Inverse image of compact set under open mapping contains compact

Question

Let $\mathbb{D}$ denote the unit disc. Say $U\subset \mathbb{D}$ is an open set such that for every $r\in [0,1)$ there exists $z\in U$ such that $|z| = r$. Given $0<\rho<1$ is it then possible to find a compact subset of $U$ denoted $K$ such that $\forall r\in[0,\rho]$ there exists $z\in K$ such that $|z| = r$?

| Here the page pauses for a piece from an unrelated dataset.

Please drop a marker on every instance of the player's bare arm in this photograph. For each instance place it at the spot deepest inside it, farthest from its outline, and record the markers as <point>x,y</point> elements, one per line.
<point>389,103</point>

If $U$ is connected then this is trivially true since $U$ is pathwise connected and we need only pick a point $\zeta\in U$ with $|\zeta| = \rho$ and then connect it via a curve to $0$ and consider the trace of the curve as our compact set. A similar construction is valid if $U$ consists of finitely many components. However if $U$ consists of infinitely many components is it still possible to find such a compact set?

Answer 1

The solution was more direct than I thought:

For every $r\in [0,\rho]$ we can find $z_r\in U$ such that $|z_r| = r$. Since $U$ is open we can find $\epsilon_r>0$ such that the closure of $B_r := B(z_r,\epsilon_r)$ is contained in $U$. Now let $T:\mathbb{D}\rightarrow[0,1)$ be defined by $T(z) = |z|$. Then $(T(B_r))_{r\in [0,\rho]}$ is an open cover of the compact set $[0,\rho]$ and therefore only finitely many are needed to cover $[0,\rho]$: say $[0,\rho]\subset \cup_{k=1}^{n}T(B_{r_k})$. Defining $K$ by

$$K = \left(\bigcup_{k=1}^{n}\overline{B_{r_k}}\right)\cap \overline{B(0,\rho)}$$

we see that $K$ solves our problem.

I guess this generalizes to the following situation. Let $\Omega$ and $U$ be metric spaces where closed and bounded sets are compact and let $T:\Omega\rightarrow U$ be an open surjective map. Then if $C$ is a compact subset of $U$ we can find a compact subset of $\Omega$ denoted $K$ such that $T(K) = C$.